When lines y=square root by 3x and y=-square root by 3x +6 intersect at point A, and line y=- square root by 3x +6 and the x axis intersect at point B, solve the following problems.
Find the distances OA, OB and AB.
To find the coordinates of point A where the two curves intersect, we can set the two equations equal to each other and solve for x:
sqrt(3x) = -sqrt(3x) + 6
2sqrt(3x) = 6
sqrt(3x) = 3
3x = 9
x = 3
Plugging x=3 back into the equation y=sqrt(3x) or y=-sqrt(3x)+6, we get y=3.

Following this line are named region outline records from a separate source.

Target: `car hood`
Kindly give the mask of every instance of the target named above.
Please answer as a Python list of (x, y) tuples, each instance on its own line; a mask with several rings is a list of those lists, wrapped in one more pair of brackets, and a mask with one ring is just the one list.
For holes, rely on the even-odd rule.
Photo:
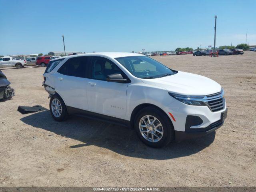
[(189, 95), (207, 95), (220, 92), (218, 83), (200, 75), (179, 71), (176, 74), (155, 79), (141, 79), (144, 83), (162, 87), (169, 92)]

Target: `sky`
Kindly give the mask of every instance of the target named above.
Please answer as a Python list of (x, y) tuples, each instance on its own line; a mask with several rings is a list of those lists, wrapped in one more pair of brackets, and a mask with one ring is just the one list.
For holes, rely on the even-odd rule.
[(0, 0), (0, 55), (256, 45), (256, 0)]

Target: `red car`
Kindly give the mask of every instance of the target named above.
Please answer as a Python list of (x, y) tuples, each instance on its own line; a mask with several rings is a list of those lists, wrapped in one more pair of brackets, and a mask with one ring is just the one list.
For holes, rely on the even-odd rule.
[(50, 60), (55, 58), (50, 56), (40, 56), (36, 59), (36, 64), (40, 65), (41, 67), (45, 67), (48, 64)]

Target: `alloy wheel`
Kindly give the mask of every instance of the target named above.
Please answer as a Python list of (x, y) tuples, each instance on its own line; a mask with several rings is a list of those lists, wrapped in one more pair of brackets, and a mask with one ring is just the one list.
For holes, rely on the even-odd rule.
[(60, 117), (61, 115), (62, 107), (60, 100), (55, 98), (52, 100), (51, 104), (52, 112), (55, 117)]
[(141, 135), (150, 142), (158, 142), (164, 135), (164, 129), (161, 122), (153, 116), (142, 117), (140, 120), (139, 126)]

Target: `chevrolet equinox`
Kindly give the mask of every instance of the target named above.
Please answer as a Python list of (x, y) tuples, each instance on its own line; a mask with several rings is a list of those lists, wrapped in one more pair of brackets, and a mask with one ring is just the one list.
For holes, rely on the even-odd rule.
[(132, 128), (152, 147), (208, 134), (222, 125), (227, 116), (219, 84), (140, 54), (102, 52), (56, 58), (43, 76), (55, 120), (79, 114)]

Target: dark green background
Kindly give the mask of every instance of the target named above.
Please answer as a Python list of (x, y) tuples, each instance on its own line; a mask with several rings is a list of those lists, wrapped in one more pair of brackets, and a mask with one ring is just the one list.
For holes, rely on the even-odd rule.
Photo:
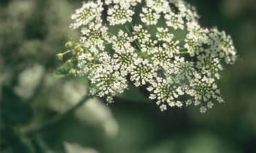
[[(68, 95), (77, 97), (83, 90), (82, 83), (51, 76), (63, 63), (55, 54), (66, 50), (67, 35), (78, 37), (68, 26), (81, 1), (1, 0), (1, 152), (69, 153), (66, 143), (77, 153), (89, 152), (77, 151), (82, 147), (102, 153), (256, 152), (255, 1), (190, 3), (197, 8), (201, 25), (225, 30), (237, 49), (237, 62), (225, 66), (219, 81), (225, 103), (215, 103), (205, 114), (194, 106), (162, 112), (131, 90), (113, 104), (98, 102), (103, 110), (97, 106), (87, 113), (83, 107), (80, 116), (27, 136), (31, 127), (71, 107)], [(104, 113), (107, 117), (100, 118)], [(115, 123), (118, 132), (104, 130)]]

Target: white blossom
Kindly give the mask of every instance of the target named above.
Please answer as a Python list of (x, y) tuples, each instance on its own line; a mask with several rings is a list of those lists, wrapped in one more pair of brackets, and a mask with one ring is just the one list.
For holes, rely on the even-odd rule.
[(80, 40), (57, 54), (73, 54), (69, 73), (86, 76), (90, 94), (108, 103), (129, 82), (146, 88), (161, 111), (194, 104), (205, 113), (214, 101), (224, 102), (216, 79), (222, 61), (233, 64), (237, 58), (230, 36), (201, 27), (196, 9), (183, 0), (141, 2), (93, 0), (76, 10), (71, 28), (79, 29)]

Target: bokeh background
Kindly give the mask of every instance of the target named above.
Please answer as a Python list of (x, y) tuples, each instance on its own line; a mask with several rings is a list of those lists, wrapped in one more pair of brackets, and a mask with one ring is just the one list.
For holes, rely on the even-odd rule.
[[(205, 27), (234, 40), (239, 59), (219, 82), (226, 99), (202, 115), (194, 106), (162, 112), (131, 90), (106, 105), (86, 101), (72, 114), (28, 134), (86, 94), (86, 83), (56, 79), (70, 17), (80, 0), (1, 0), (1, 152), (256, 152), (256, 1), (191, 0)], [(65, 59), (64, 59), (64, 61)]]

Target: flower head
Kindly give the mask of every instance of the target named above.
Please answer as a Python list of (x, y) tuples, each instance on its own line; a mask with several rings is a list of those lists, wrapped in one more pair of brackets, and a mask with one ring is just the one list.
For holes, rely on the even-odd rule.
[(199, 17), (183, 0), (84, 3), (71, 16), (71, 28), (79, 29), (81, 37), (66, 45), (77, 61), (69, 72), (86, 76), (90, 93), (109, 103), (130, 81), (146, 88), (161, 111), (193, 103), (205, 113), (214, 101), (223, 102), (216, 83), (222, 61), (232, 64), (237, 56), (230, 36), (201, 27)]

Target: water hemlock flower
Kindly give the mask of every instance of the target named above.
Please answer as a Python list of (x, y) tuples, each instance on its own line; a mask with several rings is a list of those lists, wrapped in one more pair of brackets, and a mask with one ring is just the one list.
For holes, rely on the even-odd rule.
[(71, 19), (81, 37), (66, 45), (77, 60), (69, 72), (87, 76), (91, 94), (112, 103), (131, 82), (147, 88), (161, 111), (194, 104), (205, 113), (223, 102), (216, 81), (222, 65), (237, 59), (232, 40), (201, 26), (196, 9), (183, 0), (90, 1)]

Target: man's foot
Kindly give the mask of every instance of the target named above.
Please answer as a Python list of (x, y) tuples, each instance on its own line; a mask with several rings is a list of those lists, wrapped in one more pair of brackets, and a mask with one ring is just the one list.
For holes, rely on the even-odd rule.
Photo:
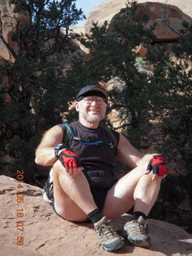
[(140, 247), (148, 248), (150, 243), (148, 224), (142, 216), (137, 220), (126, 222), (124, 226), (126, 232), (127, 239), (134, 245)]
[(113, 251), (124, 246), (124, 242), (105, 216), (94, 224), (94, 230), (105, 250)]

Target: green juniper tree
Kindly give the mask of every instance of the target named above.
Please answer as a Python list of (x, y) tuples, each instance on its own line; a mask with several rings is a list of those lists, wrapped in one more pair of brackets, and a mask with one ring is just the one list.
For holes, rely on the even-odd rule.
[[(173, 56), (166, 46), (152, 50), (150, 39), (155, 24), (146, 29), (147, 17), (135, 17), (137, 6), (128, 2), (110, 32), (106, 22), (100, 27), (93, 24), (90, 34), (81, 38), (90, 58), (74, 60), (68, 79), (108, 83), (109, 110), (118, 120), (115, 127), (136, 147), (153, 145), (172, 162), (156, 216), (165, 218), (168, 211), (178, 214), (185, 198), (191, 206), (191, 26), (184, 24), (182, 38), (173, 44)], [(147, 48), (142, 69), (133, 51), (140, 43)]]
[[(23, 169), (27, 182), (33, 182), (34, 150), (42, 131), (62, 122), (73, 99), (73, 85), (69, 88), (62, 70), (76, 50), (70, 28), (84, 18), (74, 2), (11, 2), (15, 12), (27, 12), (29, 21), (14, 29), (12, 40), (18, 50), (4, 40), (14, 61), (0, 66), (1, 166), (10, 176)], [(3, 83), (6, 78), (8, 85)], [(5, 101), (5, 95), (10, 102)]]

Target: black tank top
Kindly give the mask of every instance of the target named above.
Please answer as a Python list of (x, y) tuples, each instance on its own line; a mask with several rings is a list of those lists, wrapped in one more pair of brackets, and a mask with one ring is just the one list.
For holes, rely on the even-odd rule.
[[(111, 141), (111, 135), (102, 126), (90, 129), (82, 126), (78, 121), (70, 123), (70, 127), (75, 136), (81, 138), (82, 141), (85, 142)], [(116, 138), (118, 145), (119, 134), (113, 130), (110, 130)], [(85, 170), (102, 170), (114, 172), (116, 156), (115, 148), (111, 148), (107, 145), (82, 145), (73, 139), (70, 140), (67, 146), (79, 156), (82, 166)]]

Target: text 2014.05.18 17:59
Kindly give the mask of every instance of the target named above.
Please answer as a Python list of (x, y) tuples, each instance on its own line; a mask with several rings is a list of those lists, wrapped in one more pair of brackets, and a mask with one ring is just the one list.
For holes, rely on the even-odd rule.
[(24, 194), (23, 194), (23, 179), (24, 179), (24, 170), (17, 170), (17, 230), (19, 231), (19, 235), (17, 236), (17, 245), (24, 245), (24, 222), (22, 218), (24, 217), (24, 210), (22, 205), (24, 203)]

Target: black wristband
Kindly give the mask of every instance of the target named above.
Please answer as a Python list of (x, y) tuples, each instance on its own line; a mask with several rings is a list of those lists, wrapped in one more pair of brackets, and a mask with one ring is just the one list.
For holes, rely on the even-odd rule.
[(58, 158), (58, 151), (62, 150), (62, 149), (65, 149), (66, 148), (66, 144), (58, 144), (55, 147), (54, 147), (54, 154), (55, 154), (55, 157), (57, 158)]

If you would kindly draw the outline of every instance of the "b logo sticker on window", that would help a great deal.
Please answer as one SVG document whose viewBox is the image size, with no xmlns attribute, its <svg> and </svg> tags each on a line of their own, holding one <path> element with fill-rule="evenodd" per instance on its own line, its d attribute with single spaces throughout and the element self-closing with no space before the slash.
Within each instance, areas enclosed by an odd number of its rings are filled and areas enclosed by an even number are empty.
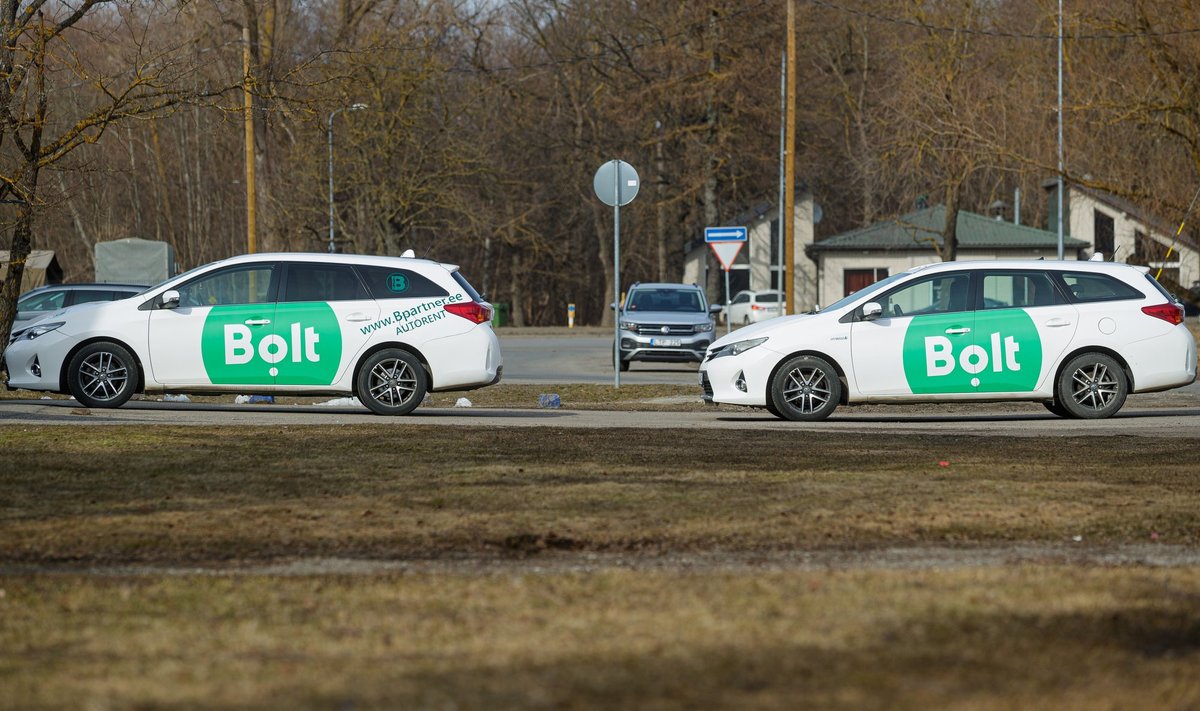
<svg viewBox="0 0 1200 711">
<path fill-rule="evenodd" d="M 396 292 L 397 294 L 408 291 L 408 277 L 403 274 L 389 274 L 388 275 L 388 289 Z"/>
</svg>

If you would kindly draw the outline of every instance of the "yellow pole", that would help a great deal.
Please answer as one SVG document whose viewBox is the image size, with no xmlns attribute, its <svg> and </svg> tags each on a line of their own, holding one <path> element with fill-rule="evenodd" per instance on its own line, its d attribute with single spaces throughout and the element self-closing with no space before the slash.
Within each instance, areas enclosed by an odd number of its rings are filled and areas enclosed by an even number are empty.
<svg viewBox="0 0 1200 711">
<path fill-rule="evenodd" d="M 787 110 L 784 124 L 784 208 L 779 228 L 784 235 L 784 313 L 796 313 L 796 2 L 787 0 Z"/>
<path fill-rule="evenodd" d="M 254 201 L 254 95 L 251 92 L 253 77 L 250 73 L 250 24 L 241 28 L 241 89 L 246 103 L 246 252 L 253 255 L 258 250 L 256 234 Z"/>
</svg>

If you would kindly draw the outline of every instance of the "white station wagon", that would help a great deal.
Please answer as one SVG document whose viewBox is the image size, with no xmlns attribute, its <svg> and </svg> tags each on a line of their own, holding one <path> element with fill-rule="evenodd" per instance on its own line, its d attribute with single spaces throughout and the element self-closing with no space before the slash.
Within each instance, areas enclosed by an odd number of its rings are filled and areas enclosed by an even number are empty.
<svg viewBox="0 0 1200 711">
<path fill-rule="evenodd" d="M 492 307 L 452 264 L 248 255 L 16 330 L 8 388 L 88 407 L 134 393 L 355 394 L 407 414 L 431 390 L 500 380 Z"/>
<path fill-rule="evenodd" d="M 946 262 L 817 313 L 739 329 L 700 368 L 708 402 L 820 420 L 839 405 L 1028 400 L 1111 417 L 1129 393 L 1195 380 L 1183 307 L 1144 267 Z"/>
</svg>

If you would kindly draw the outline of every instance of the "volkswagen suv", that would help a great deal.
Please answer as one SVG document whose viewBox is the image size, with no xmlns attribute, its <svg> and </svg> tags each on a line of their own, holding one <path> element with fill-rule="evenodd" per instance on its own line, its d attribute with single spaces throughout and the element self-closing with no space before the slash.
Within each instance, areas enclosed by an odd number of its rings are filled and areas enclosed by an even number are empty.
<svg viewBox="0 0 1200 711">
<path fill-rule="evenodd" d="M 686 283 L 635 283 L 618 311 L 620 370 L 634 360 L 690 363 L 713 342 L 713 315 L 704 289 Z"/>
</svg>

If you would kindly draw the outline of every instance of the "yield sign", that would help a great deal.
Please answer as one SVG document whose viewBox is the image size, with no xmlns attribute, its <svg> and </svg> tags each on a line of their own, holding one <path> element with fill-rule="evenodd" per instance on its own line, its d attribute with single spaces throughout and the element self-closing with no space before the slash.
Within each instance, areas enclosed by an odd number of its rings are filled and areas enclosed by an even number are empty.
<svg viewBox="0 0 1200 711">
<path fill-rule="evenodd" d="M 713 253 L 716 255 L 716 261 L 721 263 L 721 269 L 728 271 L 733 267 L 733 261 L 738 258 L 738 252 L 742 251 L 742 245 L 744 241 L 712 241 L 708 246 L 713 247 Z"/>
</svg>

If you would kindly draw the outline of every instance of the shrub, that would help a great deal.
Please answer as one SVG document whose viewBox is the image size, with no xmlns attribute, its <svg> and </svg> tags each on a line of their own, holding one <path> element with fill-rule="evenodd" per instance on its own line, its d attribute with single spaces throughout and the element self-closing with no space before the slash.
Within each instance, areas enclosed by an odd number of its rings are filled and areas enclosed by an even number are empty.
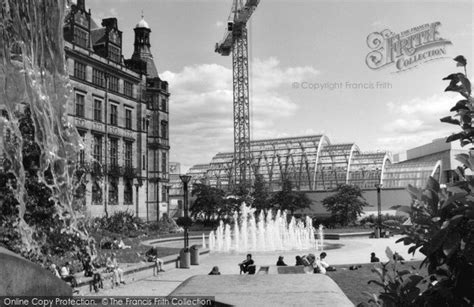
<svg viewBox="0 0 474 307">
<path fill-rule="evenodd" d="M 143 221 L 130 211 L 118 211 L 109 217 L 95 219 L 95 227 L 118 234 L 129 234 L 144 229 Z"/>
</svg>

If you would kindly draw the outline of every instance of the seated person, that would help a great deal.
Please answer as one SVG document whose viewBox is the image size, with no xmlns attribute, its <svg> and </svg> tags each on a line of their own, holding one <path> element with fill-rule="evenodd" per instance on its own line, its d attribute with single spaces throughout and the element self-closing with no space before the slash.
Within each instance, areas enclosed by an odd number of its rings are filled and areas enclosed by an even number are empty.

Therefore, point A is (3,3).
To find the coordinates of point B where the curve y=-sqrt(3x)+6 intersects the x-axis, we set y=0 in the equation:
0 = -sqrt(3x)+6
sqrt(3x) = 6
3x = 36
x = 12
Therefore, point B is (12,0).
Now we can find the distances OA, OB, and AB using the distance formula:
OA = sqrt((3-3)^2 + (3-0)^2) = sqrt(0 + 9) = sqrt(9) = 3
OB = sqrt((12-0)^2 + (0-0)^2) = sqrt(144) = 12
AB = sqrt((12-3)^2 + (0-3)^2) = sqrt(81 + 9) = sqrt(90) = 3*sqrt(10)
Therefore, the distances are OA = 3, OB = 12, and AB = 3*sqrt(10).